Carnaval en La Trocha, 2009

Carnaval en La Trocha

© 2009 Lili Bernard

Santiago de Cuba is esteemed for its Carnaval celebrations. My father’s sister, Nena, who is one of my favorite people in the whole wide world, used to live down the hill from us in Santiago de Cuba, on a street called La Trocha. La Trocha is the main street where the Carnaval occurs. My cousin Papito, Nena’s son, recalls how his mother used to rent out their front porch to the kiosk vendors of the Carnaval. This is particularly amusing to me, because my Abuelo José, who was a minister, prohibited his children (my dad and my Tia Nena included) to participate in the Carnaval even when they were adults, because of its pagan nature and because of the activities associated with it — namely music, dance and alcohol. (PHOTO: Carnaval en la Trocha, Oil on Canvas, 72″x60″ © 2009 Lili Bernard)

In the 1500’s, the Spaniards brought the Carnaval celebration to Cuba as part of the pre-Lenten activities of the Catholic Church. It was initially celebrated in February and March as is Mardis Gras in New Orleans. Today, however, the Carnaval in Cuba is celebrated in the summer, during the Fiestas de Mamarrachos. Though now mostly pagan in practice, the Carnaval in Santiago de Cuba begins on June 24, the feast day of Saint John, known as “La Fiesta de San Juan.” On that day the Conga comes out on the street and people, dressed in ordinary clothes, come out of their homes and follow the conga drums along the street, in dance and song. For the next thirty days, the comparsas (performing groups) rehearse their numbers every night. During this time, the city teems with drumming, song and dance in preparation for the main event.

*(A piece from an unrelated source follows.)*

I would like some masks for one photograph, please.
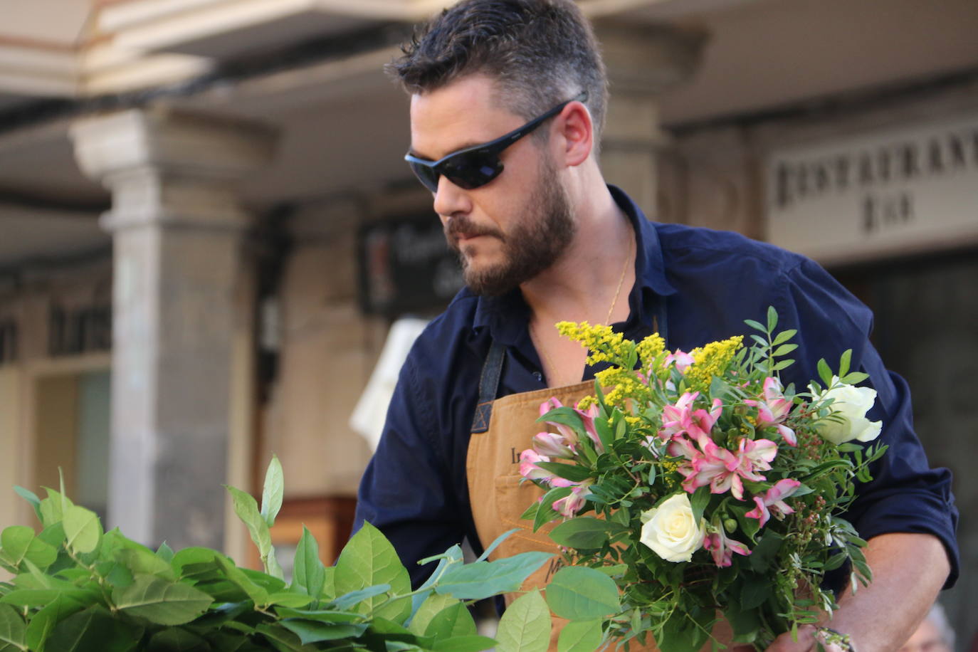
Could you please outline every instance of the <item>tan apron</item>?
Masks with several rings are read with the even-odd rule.
[[[494,345],[494,348],[497,347]],[[487,367],[494,355],[503,355],[502,348],[497,348],[495,353],[490,352]],[[509,557],[529,550],[554,552],[558,555],[531,575],[522,586],[523,590],[542,588],[560,567],[556,543],[547,534],[556,526],[556,523],[545,525],[534,533],[533,522],[520,518],[526,508],[542,497],[544,492],[532,482],[520,483],[522,476],[519,475],[519,454],[530,448],[534,435],[547,429],[546,424],[537,422],[541,403],[554,397],[564,406],[576,406],[582,398],[594,394],[595,383],[593,380],[587,380],[576,385],[548,387],[487,401],[485,399],[488,396],[495,396],[501,365],[498,367],[495,377],[487,380],[486,374],[483,373],[481,378],[479,406],[472,424],[471,439],[468,442],[466,473],[472,518],[483,547],[489,545],[504,532],[518,528],[493,550],[489,555],[490,559]],[[518,596],[518,593],[508,594],[507,605]],[[554,618],[551,652],[556,652],[557,636],[565,623],[563,619]],[[726,623],[718,625],[714,634],[725,643],[732,638]],[[658,650],[654,644],[642,647],[635,640],[630,641],[629,647],[633,652]],[[703,650],[709,650],[710,647],[711,642],[708,641]]]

The actual Carnaval takes place from July 24th through July 26th, the feast days of the three Saints Christine, James (known in Cuba as Santiago, the patron Saint of the City of Santiago de Cuba, who rides a white horse), and Anne, respectively. During this celebration the comparsas, dressed in elaborate colorful costumes and caretas (masks), parade the street in drumming, song and choreographed dance. It is a fun time when Cubans who are so heavy burdened can forget about their woes.

I consulted my parents in composing this painting, pried their memory. I was only a toddler when I left Cuba, so my memory of the Carnaval is buried somewhere in my subconscious. My mother remembers how the Godmothers, assigned to each comparsa, gave to the performers coins which were sewn onto the capes and vests of their costumes. My mom also recalls being scared, as a child, of the giant masks and the trance-like African dances of the Carabalí performers. The Carabalí are comparsas which celebrate Cuba’s African roots with costumes and dance pertaining to the Orishas. Orishas are the spiritual manifestations of God which are celebrated in the Santeria religion of Cuba. Santeria was born of a mixing of Yoruba’s Ifa religion, brought to Cuba by the slaves, and of Christianity, brought to the Island by the conquering Spaniards.

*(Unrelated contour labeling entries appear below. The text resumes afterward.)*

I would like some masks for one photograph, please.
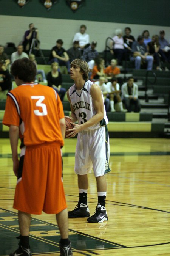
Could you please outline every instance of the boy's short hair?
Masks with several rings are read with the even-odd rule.
[[[14,77],[25,82],[30,83],[35,80],[37,73],[36,65],[34,61],[27,58],[16,60],[11,67],[11,72]]]
[[[62,39],[58,39],[57,40],[56,43],[60,44],[63,44],[63,41]]]
[[[80,28],[85,28],[85,29],[87,29],[87,28],[86,26],[83,24],[82,25],[81,25],[80,26]]]
[[[116,77],[112,77],[110,80],[110,82],[111,82],[111,83],[113,83],[113,82],[117,82],[117,79]]]
[[[80,72],[82,73],[83,79],[84,80],[88,79],[88,74],[90,70],[88,65],[86,61],[80,59],[76,59],[71,62],[70,65],[71,67],[73,66],[79,67],[80,69]]]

My mother loves this painting and says it reminds her of the Carabalí. The people I drew on this painting are born mostly out of my imagination. There are a few people in the scene whose poses I borrowed from some photographs I took of people on the streets, during my homecoming to Santiago de Cuba in 2004. The old lady, dancing in the middle of the painting is my great-grandmother Miss Lou who loved to dance and whom everyone in my family says I resemble in looks and spirit.

I eulogize the souls of my indigenous Cuban ancestors in the presence of the Hatuey beer bottle. Hatuey Cerveza (beer) was brewed and bottled in Santiago de Cuba by Bacardi. One of the other characters in the paintings holds a Bacardi Rum bottle. Before the revolution, Bacardi was also initially distilled and bottled in Santiago de Cuba. The Bacardi brothers migrated to Cuba from Catalonia Spain, as did my grandfather Julio. However, they fought with the Mambises (the Cuban insurgent soldiers) against the Spaniards, during Cuba’s war of independence from Spain.

I painted other symbols of Cuba in the painting. There is a Mariposa flower pinned above the ear of the young performer holding a maraca on the lower left corner. The Mariposa is the national flower of Cuba. In the upper left corner are two Tocorroro birds, perched in a Flamboyante tree. The Tocorroro is the national bird of Cuba.

In this painting I dressed the characters in specific colors and symbols of the Orishas and postured them in dance moves, representative of their Orishas. I learned in Afro-Cuban dance classes that each Orisha has particular choreographed dance moves that pertain to him or her. These moves have been preserved from the Yoruba culture of Central Africa which was brought to Cuba via the slaves. Represented in my painting are the Orishas Chango, Yemayá, Ochun, Babalu Aye, Obatalá, Eleguá, Ogun, Ochosi and Oya. See if you can find them!